La gente se amontonaba por doquier en ruidosos apiñamientos de hombres, mujeres y niños cual ríos parlanchines que se desplazaban de una atracción a la siguiente. Todas las actuaciones, excepto los s’redit, se llevaban a cabo sobre plataformas que Luca había mandado hacer. Los mastodontes de Cerandin acaparaban el mayor número de espectadores; los inmensos animales grises estaban haciendo equilibrios sobre las patas delanteras, incluso la cría, con los largos apéndices nasales levantados sinuosamente, en tanto que los perros de Clarine contaban con el grupo más reducido de asistentes a pesar de las piruetas hacia atrás y los saltos que daban unos por encima de los otros. Mucha gente se detenía a contemplar los leones y los peludos caparis en sus jaulas, los venados de extrañas cuernas procedentes de Arafel, Saldaea y Arad Doman, y las aves de coloridos plumajes originarias de la Luz sabía dónde, así como unas criaturas de andares bamboleantes, cubiertas de un pelaje marrón, con grandes ojos y redondas orejas que estaban sentadas comiendo plácidamente las hojas de ramas que aferraban entre las patas delanteras. Luca situaba la procedencia de estos animales en diferentes lugares —seguramente porque la ignoraba— y todavía no había encontrado un nombre para designarlos que le complaciera. Una serpiente enorme, de la zona pantanosa de Illian, tan larga como la altura sumada de cuatro hombres, provocaba casi tantos respingos como los propios s’redit a pesar de que se limitaba a estar tumbada, aparentemente dormida; para Nynaeve fue una satisfacción comprobar que los osos de Latelle, que en ese momento estaban encaramados a unas grandes bolas de madera roja, haciéndolas girar con las patas traseras, atraían casi tan poco público como los perros. Esta gente podía ver osos en sus propios bosques, aunque éstos tuvieran el careto blanco.

El vestido de lentejuelas negras de Latelle resplandecía con la luz del sol vespertino. El verde de Cerandin y el azul de Clarine brillaban igualmente, aunque ninguno de los dos tenía tantas lentejuelas como el de Latelle; sin embargo, todos ellos tenían un cuello alto hasta la barbilla.
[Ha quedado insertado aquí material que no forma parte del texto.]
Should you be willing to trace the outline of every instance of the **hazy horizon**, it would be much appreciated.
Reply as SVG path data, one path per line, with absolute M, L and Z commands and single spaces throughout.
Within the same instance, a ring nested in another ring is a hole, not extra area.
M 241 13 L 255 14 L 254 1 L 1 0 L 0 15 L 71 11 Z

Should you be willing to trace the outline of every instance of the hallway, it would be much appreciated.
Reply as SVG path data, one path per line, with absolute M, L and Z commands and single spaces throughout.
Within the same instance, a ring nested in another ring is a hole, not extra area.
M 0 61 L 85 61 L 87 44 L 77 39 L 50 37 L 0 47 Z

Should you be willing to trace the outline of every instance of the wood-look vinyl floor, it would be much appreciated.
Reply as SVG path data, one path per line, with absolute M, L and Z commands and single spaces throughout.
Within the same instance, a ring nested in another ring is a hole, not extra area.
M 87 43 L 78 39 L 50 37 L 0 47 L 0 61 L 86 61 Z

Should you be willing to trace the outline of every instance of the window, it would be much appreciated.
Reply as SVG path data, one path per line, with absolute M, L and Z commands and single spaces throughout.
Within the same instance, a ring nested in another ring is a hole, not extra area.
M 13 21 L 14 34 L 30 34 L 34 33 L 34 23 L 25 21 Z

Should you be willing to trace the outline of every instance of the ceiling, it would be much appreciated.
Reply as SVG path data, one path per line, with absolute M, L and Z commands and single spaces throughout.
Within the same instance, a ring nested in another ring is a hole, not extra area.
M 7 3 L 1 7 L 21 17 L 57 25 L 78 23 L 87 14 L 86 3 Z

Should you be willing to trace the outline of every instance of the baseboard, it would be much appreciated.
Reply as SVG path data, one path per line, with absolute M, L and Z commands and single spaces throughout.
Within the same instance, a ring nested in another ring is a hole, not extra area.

Por supuesto, Petro y los Chavana actuaban vestidos sólo con calzones ajustados de un fuerte color azul, aunque era para que se vieran sus músculos. Era comprensible. Los acróbatas estaban encaramados unos sobre los hombros de los otros, formando una torre de cuatro. No muy lejos, el hombre forzudo cogió una barra larga, rematada a cada extremo por una bola de hierro —habían hecho falta dos hombres para llevar el artilugio a la plataforma— y de inmediato se puso a girarlo entre las gruesas manos, incluso dándole vueltas alrededor del cuello y sobre la espalda.

Thom hacía juegos malabares con fuego, y también se lo tragaba. Ocho bastones prendidos formaban un círculo perfecto en el aire; luego, de repente, el juglar tenía cuatro en cada mano, con uno sobresaliendo en cada grupo. Dirigiendo diestramente hacia su boca cada punta prendida, una por una, daba la impresión de tragarse las llamas y poco después sacaba el bastón apagado, con una expresión de satisfacción como si acabara de comer algo sabroso. Nynaeve no lograba imaginar cómo conseguía que el bigote no se le quemara, por no mencionar la boca. Un giro de muñecas, y los bastones apagados volvieron a prenderse en un abanico. Un instante después, formaban dos círculos interconectados por encima de su cabeza. Llevaba la misma capa marrón de siempre, aunque Luca le había dado una roja con lentejuelas. Por el modo en que Thom enarcó las cejas al verla pasar, no entendía por qué lo miraba con irritación. ¡Así que llevaba su propia capa!